[dm-devel] [PATCH for-dm-3.14-fixes 7/8] dm thin: ensure user takes action to validate data and metadata consistency

Mike Snitzer snitzer at redhat.com
Fri Feb 21 02:56:04 UTC 2014


If a thin metadata operation fails the current transaction will abort,
whereby causing potential for IO layers up the stack (e.g. filesystems)
to have data loss.  As such, set THIN_METADATA_NEEDS_CHECK_FLAG in the
thin metadata's superblock which forces the user to:
1) verify the thin metadata is consistent (e.g. use thin_check, etc)
2) verify the thin data is consistent (e.g. use fsck)
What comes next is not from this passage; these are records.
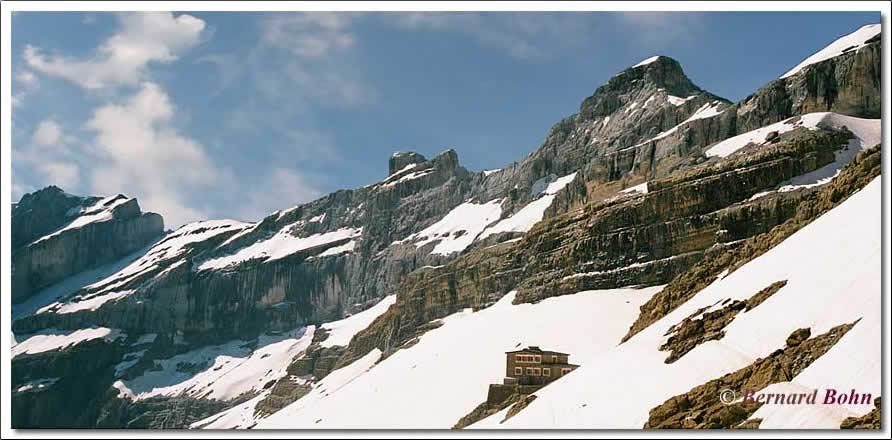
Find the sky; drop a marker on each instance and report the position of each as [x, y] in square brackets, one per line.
[236, 115]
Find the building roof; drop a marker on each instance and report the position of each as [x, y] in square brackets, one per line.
[537, 350]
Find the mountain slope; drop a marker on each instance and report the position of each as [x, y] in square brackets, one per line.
[832, 278]
[652, 176]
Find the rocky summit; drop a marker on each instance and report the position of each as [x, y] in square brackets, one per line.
[647, 236]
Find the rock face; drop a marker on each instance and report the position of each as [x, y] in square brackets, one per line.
[871, 420]
[56, 235]
[621, 193]
[702, 407]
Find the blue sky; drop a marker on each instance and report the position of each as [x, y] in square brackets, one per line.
[236, 115]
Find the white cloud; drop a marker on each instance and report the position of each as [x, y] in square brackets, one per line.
[122, 59]
[308, 34]
[660, 29]
[281, 188]
[143, 154]
[522, 35]
[48, 154]
[48, 132]
[25, 83]
[27, 78]
[61, 174]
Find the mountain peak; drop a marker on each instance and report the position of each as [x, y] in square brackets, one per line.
[657, 73]
[401, 159]
[648, 61]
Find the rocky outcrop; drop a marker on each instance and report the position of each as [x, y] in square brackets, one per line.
[643, 239]
[52, 245]
[847, 84]
[853, 177]
[708, 323]
[649, 123]
[703, 407]
[871, 420]
[82, 375]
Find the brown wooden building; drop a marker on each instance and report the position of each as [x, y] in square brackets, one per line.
[534, 366]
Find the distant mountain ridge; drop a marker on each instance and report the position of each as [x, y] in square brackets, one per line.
[650, 177]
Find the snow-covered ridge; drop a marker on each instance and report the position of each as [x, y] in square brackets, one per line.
[459, 228]
[263, 365]
[708, 110]
[52, 339]
[170, 247]
[524, 219]
[867, 133]
[340, 332]
[854, 41]
[646, 61]
[280, 245]
[867, 130]
[100, 211]
[225, 371]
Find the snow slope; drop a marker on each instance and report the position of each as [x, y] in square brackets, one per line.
[646, 61]
[853, 41]
[100, 211]
[280, 245]
[524, 219]
[832, 270]
[52, 339]
[229, 369]
[459, 228]
[868, 131]
[108, 288]
[433, 384]
[340, 332]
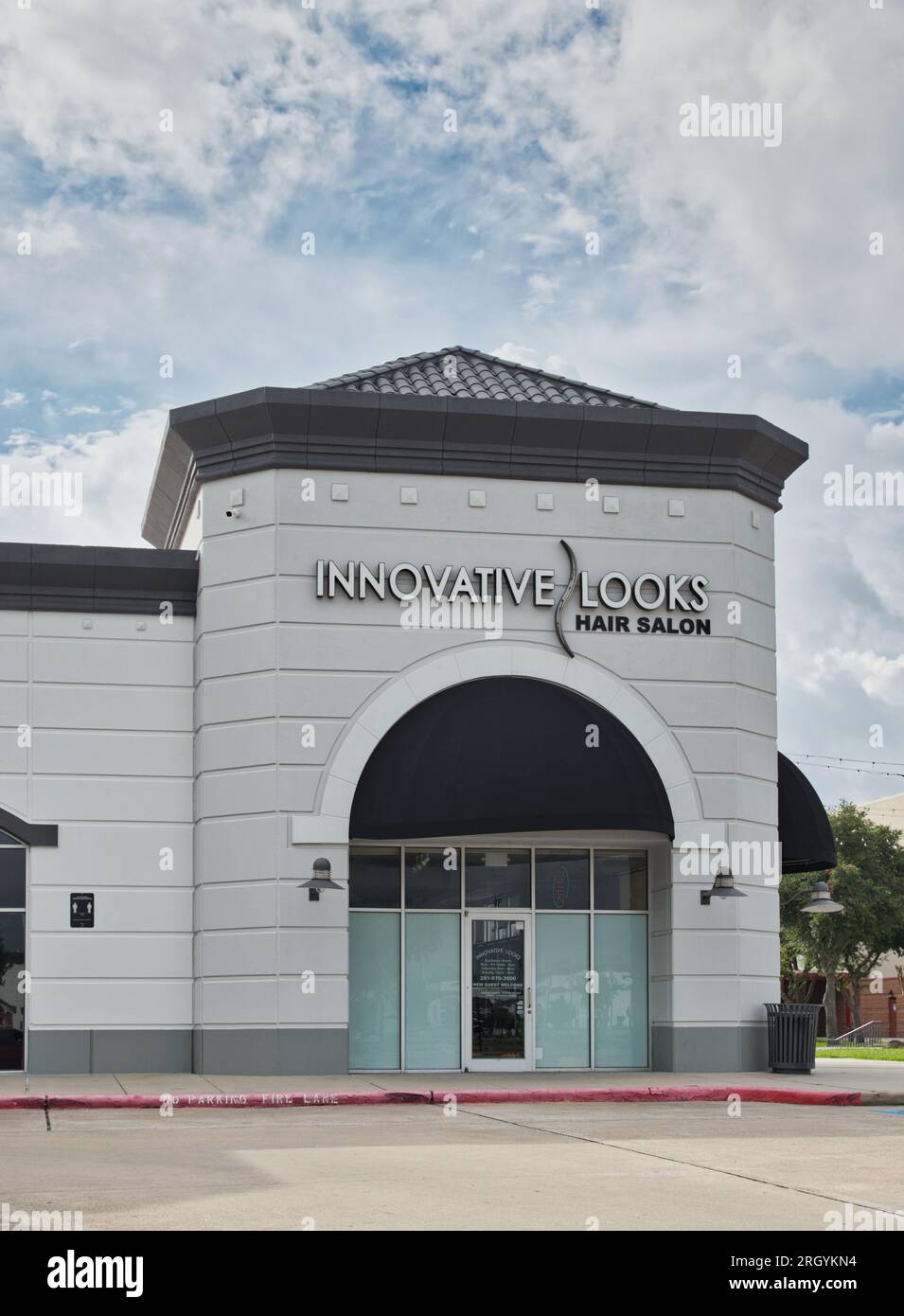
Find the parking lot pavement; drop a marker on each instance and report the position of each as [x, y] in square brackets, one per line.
[508, 1167]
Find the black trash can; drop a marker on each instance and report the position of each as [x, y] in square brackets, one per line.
[792, 1038]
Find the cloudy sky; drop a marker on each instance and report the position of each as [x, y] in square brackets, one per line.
[332, 117]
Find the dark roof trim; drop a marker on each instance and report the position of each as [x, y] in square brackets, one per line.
[66, 578]
[805, 829]
[476, 375]
[29, 833]
[351, 431]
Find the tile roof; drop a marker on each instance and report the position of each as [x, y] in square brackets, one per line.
[465, 373]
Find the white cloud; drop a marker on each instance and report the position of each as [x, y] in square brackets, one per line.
[287, 120]
[116, 468]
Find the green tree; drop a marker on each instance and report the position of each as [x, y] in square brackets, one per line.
[869, 881]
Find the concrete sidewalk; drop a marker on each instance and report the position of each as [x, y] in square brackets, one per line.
[830, 1074]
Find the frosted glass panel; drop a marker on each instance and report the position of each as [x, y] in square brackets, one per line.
[620, 962]
[374, 991]
[434, 991]
[562, 1003]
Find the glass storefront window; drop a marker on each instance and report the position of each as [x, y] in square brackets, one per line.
[434, 880]
[12, 880]
[621, 996]
[562, 880]
[374, 878]
[434, 991]
[562, 1001]
[12, 1001]
[498, 880]
[374, 991]
[619, 880]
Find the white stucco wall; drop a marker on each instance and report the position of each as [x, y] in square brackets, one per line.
[273, 658]
[108, 701]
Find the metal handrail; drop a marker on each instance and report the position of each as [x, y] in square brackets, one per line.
[860, 1035]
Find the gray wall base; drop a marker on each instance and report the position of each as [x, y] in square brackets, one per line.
[110, 1050]
[687, 1049]
[272, 1050]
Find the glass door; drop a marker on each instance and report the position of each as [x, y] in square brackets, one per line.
[498, 992]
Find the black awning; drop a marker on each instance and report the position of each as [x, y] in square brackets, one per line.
[506, 755]
[805, 829]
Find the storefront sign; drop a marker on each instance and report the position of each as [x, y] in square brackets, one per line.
[408, 582]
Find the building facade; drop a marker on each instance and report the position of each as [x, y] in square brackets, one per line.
[487, 654]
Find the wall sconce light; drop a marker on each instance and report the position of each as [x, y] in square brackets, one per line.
[722, 886]
[320, 880]
[822, 901]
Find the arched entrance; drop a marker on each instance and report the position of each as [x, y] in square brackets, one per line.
[499, 884]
The only way to clear the superblock's THIN_METADATA_NEEDS_CHECK_FLAG is
to run thin_repair.

On metadata operation failure: abort current metadata transaction, set
pool in read-only mode, and now set the needs_check flag.

As part of this change, constraints are introduced or relaxed:
* don't allow a pool to transition to write mode if needs_check is set
* don't queue IO if needs_check is set
* don't allow data or metadata space to be resized if needs_check is set
* if a thin pool's metadata space is exhausted: the kernel will now
  force the user to take the pool offline for repair before the kernel
  will allow the metadata space to be extended.
* relax response to data allocation failure due to no data space:
  don't abort the current metadata transaction (this allows previously
  allocated and prepared mappings to be committed).

Signed-off-by: Mike Snitzer <snitzer at redhat.com>
---
 Documentation/device-mapper/thin-provisioning.txt | 21 +++---
 drivers/md/dm-thin-metadata.c                     | 20 +++++-
 drivers/md/dm-thin-metadata.h                     |  8 +++
 drivers/md/dm-thin.c                              | 82 +++++++++++++++++------
 4 files changed, 102 insertions(+), 29 deletions(-)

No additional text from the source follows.